This month's graphic for WWII Magazine looks at the lesser known MP3008. It was a German submachine-gun, drafted into minimal use at the end of the war. It was an insalubrious end for the fine craft heritage of German WWII weaponry - although this attention to technical detail was not tenable.
The graphic started life as a general family tree of many other submachine guns. This type of weapon was invented in WWI, but many variants were used in WWII. I wanted to show the main developments, color coded by country.
As soon as i decided that the MP3008 was th focus I deleted all guns not related. This meant getting rid of the US Finnish and Russian guns - which i am sure i will come back to.
I then thought to add data on the global resources available to build weapons, but it split the page too much.
The magazine editor Bill and his staff felt that the page needed a focus. They felt that a system diagram such as a family tree did not give the reader enough of a starting point.

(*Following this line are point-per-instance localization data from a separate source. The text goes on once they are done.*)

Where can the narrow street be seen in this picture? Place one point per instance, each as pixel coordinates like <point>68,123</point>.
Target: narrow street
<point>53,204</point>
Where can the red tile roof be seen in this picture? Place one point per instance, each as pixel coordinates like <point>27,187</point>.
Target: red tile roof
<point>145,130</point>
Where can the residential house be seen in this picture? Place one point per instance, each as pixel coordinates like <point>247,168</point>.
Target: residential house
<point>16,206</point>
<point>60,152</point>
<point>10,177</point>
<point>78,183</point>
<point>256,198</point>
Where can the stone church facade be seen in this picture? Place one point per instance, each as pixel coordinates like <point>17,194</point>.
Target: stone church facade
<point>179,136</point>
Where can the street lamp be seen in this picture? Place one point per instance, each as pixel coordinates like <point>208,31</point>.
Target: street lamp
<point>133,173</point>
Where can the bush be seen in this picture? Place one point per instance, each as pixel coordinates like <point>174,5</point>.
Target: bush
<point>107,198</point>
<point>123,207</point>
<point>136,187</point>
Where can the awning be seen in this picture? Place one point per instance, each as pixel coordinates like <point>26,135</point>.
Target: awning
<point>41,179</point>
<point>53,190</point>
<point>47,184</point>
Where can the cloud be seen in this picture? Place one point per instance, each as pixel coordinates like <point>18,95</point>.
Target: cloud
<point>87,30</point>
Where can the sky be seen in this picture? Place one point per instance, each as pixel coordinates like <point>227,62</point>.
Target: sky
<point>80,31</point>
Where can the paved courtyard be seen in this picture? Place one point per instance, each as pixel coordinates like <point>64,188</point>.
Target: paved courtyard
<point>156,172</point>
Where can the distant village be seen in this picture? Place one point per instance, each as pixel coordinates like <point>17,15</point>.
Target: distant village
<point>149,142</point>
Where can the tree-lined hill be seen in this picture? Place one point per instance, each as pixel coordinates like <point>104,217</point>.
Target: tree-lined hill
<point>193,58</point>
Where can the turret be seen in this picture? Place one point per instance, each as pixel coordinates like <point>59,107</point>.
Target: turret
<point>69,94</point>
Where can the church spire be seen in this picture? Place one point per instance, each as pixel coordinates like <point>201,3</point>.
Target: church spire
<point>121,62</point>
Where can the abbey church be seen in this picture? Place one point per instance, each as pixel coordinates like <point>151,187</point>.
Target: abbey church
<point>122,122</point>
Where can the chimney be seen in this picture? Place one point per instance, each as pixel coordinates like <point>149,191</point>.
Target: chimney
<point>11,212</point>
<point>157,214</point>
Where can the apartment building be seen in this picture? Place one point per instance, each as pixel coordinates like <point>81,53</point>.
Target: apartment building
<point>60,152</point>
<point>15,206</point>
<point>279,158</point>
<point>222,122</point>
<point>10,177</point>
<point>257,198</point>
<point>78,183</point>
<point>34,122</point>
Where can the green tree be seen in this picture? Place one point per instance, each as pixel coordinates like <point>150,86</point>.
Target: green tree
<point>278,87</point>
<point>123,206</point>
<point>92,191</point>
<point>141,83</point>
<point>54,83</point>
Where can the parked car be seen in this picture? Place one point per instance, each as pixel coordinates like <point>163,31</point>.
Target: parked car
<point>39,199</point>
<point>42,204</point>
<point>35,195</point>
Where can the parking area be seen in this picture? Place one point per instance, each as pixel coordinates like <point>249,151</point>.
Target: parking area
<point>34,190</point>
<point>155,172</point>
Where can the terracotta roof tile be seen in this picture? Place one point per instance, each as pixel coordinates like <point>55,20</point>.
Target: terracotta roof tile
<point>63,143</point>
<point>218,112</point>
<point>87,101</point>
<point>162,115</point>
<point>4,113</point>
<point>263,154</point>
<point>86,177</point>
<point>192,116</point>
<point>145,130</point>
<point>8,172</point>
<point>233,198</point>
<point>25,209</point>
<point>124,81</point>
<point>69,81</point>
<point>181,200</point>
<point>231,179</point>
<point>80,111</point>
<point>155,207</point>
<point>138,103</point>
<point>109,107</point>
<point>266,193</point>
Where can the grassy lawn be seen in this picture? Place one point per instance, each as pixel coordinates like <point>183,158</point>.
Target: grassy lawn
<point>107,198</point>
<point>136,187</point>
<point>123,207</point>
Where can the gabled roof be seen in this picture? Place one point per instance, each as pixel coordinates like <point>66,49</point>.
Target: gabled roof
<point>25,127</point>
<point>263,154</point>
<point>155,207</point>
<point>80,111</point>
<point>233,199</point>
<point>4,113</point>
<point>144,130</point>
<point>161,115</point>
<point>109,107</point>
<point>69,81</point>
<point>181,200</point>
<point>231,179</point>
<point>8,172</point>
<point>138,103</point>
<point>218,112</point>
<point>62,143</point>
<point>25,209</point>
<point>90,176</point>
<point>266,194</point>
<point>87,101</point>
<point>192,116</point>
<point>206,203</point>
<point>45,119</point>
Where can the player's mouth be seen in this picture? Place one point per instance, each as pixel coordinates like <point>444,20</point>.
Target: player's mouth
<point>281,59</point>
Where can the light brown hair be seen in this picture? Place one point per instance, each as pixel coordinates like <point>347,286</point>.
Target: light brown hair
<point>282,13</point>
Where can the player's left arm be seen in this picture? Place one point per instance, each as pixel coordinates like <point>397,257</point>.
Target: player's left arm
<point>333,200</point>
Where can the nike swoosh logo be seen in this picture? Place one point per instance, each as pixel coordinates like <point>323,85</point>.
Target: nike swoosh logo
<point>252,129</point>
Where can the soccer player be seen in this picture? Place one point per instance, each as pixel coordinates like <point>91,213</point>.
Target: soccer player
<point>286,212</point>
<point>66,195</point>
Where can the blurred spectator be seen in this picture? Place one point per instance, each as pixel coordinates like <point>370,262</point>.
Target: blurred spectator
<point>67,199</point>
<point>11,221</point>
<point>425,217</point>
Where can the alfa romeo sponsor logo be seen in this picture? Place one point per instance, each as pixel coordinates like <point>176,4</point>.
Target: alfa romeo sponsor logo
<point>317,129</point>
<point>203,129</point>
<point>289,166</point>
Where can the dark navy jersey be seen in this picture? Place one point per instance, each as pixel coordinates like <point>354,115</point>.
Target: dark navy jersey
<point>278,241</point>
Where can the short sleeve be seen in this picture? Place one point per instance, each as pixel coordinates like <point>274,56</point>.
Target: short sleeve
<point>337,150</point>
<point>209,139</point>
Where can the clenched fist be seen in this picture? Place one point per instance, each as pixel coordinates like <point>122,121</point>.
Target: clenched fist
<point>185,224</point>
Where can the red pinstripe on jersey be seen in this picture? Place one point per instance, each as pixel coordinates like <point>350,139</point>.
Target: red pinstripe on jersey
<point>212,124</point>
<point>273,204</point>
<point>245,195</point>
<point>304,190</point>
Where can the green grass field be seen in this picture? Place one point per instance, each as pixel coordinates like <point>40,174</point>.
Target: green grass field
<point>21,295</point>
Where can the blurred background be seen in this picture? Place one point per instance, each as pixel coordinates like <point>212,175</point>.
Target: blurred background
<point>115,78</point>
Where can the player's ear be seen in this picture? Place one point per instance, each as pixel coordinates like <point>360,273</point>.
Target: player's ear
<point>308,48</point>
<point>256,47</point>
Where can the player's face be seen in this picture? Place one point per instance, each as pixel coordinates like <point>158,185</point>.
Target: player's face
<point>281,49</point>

Al these are trying to resolve the need to point at the Main Object - the MP3008 - which is on the left - not the normal place people start to read.
Then, I decided to add detail on the operation of the gun - this added a new variable to the graphic - already tense with competing focal demand - especially the UK and German Timelines, which were not quite working out - until below:
This piece had people in it like many of the newer ones. I wanted to show the progression from static warfare to mobile SMG warfare - to the fellow crouched down, waiting for it to stop. I quite like the place-holding sketch - maybe i should have kept it?
Drawing the weapons
I started off doing line drawings with a plain white fill.
I then wanted to fill them, bringing them a more informal style, with some fairly broad brush strokes - away from the technical illustration gradients and 3d renders that permeate elsewhere.
I kept some of the principles of the assigned colour following the relevant parts throughout. I also started to use 'bitten' lines - with white either side to direct the label better.